I was, of course, nervous about relying on the public bus system, especially given my lack of experience with public transportation. I didn’t have an easy time figuring out the schedule from the MTA website, so I mostly relied on Google directions and the kindness of strangers to help me find my way. There was, however, some optimism in me that I could make it work.

Imagine my excitement when, a few days after I committed to start taking public transportation, I successfully arrived at an internship placement using the #21 bus. Of course, that was a fail-proof attempt, as it didn’t much matter what time I showed up. Nonetheless, It was a huge relief to discover on that trip that the #21 bus passed NAF on its route. I had found a direct trip to NAF without having to change bus lines. How serendipitous, I thought! Plus, the entire experience was fairly pleasant and enjoyable. The day before I was scheduled to return to NAF for the Truancy Court Program, I tried the route again on my way to the internship placement. I picked up the #21 bus at the corner of Biddle and Calvert at 8:36am, boarding along with another passenger, who was standing with me.

The Tuesday morning when I was scheduled to be at NAF by 8:45am, I was at the same bus stop at the same time (8:25am) as I had been the day before. On this day, however, not only did the #21 bus not show up at the same time, it didn’t even stop. It drove right past me, even as I signaled to the driver. All I could think was that this is how our student felt when she, too, had been left at the bus stop while trying to get to school.

At this point, I knew I would be late getting to NAF, but I counted on the fact that another bus would come in 20-30 minutes. I felt confident that because it was peak hours, I would wait no more than 30 minutes for the next #21 to arrive. At 9:15am, there was no bus in sight. Even another 15 minutes of waiting didn’t help; after a total of forty-five minutes, I gave up. It was 9:30am and I knew that whenever the bus did come, I would not get to NAF in time to participate in the TCP.

Besides the embarrassment of this experience, I felt an overwhelming sense of helplessness: I relied so brazenly on the public transportation system. Just as our students do every single day. I was confident that based on the previous day’s experience, I would be fine to expect a similar result the very next day. Sadly, the public transportation system in Baltimore is not a reliable mode of transportation, especially when there is an expectation of arriving at a specified time. How can our students possibly be expected to arrive to school every day on time when their means of transportation is inconsistent and unreliable? What can we tell them when they have no other means of getting to school?

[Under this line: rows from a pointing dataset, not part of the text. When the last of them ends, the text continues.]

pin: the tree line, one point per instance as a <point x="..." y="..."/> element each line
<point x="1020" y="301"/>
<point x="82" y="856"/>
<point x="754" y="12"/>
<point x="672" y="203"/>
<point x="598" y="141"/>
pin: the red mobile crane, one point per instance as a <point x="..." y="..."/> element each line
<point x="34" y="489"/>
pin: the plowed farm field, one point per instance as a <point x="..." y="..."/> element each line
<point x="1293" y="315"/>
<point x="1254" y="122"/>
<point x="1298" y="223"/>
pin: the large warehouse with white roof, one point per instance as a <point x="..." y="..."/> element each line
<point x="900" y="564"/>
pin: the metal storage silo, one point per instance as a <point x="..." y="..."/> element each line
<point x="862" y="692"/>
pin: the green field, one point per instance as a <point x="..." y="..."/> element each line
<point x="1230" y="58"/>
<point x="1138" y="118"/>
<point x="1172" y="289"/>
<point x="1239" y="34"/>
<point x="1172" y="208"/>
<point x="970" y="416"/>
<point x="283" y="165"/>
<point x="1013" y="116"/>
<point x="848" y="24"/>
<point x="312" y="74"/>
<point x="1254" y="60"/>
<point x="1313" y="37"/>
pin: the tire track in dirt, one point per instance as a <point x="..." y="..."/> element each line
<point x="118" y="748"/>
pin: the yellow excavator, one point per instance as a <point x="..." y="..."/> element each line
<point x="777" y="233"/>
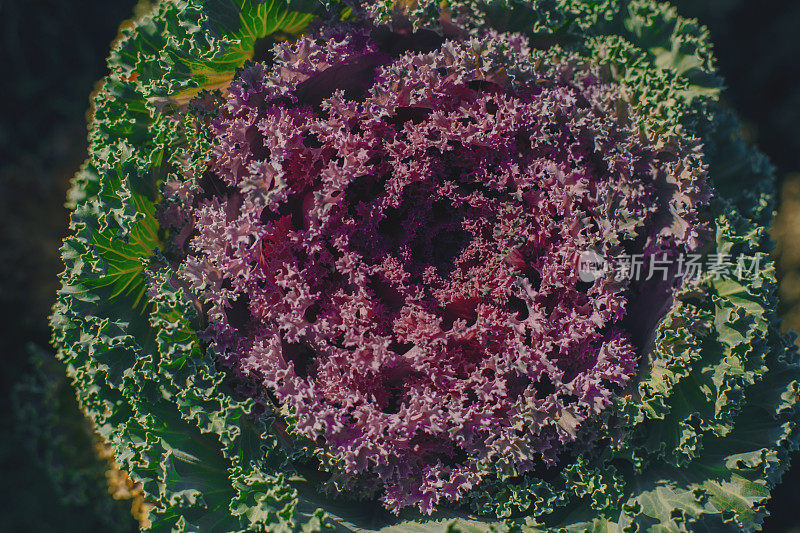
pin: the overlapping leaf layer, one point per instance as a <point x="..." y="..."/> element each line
<point x="696" y="438"/>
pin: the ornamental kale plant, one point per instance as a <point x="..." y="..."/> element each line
<point x="325" y="271"/>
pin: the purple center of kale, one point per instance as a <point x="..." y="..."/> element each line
<point x="392" y="255"/>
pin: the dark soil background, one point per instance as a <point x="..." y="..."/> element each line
<point x="51" y="475"/>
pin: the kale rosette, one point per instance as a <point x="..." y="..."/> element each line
<point x="328" y="269"/>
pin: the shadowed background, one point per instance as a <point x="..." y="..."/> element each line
<point x="55" y="474"/>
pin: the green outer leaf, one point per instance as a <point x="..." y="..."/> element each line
<point x="718" y="400"/>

To make the task of getting to and from school such a difficult challenge is to send the wrong message to our Baltimore City students. If public transportation isn’t a reliable, predictable means for them to get to elementary/middle/high school, then it won’t be a reliable means when they need it for post-secondary school, training courses, or employment opportunities. Our message through the work of the Truancy Court Program is that education is important, that it will lead to greater opportunities in life. We strive to enforce this message through our work, yet the issues with the public transportation system implicitly reinforce those insurmountable challenges that are part of the student’s macrosystem environment. Transportation is an unnecessary barrier to their success; making it better for all of Baltimore city’s citizens will mean a better future for our students, schools, and the city itself.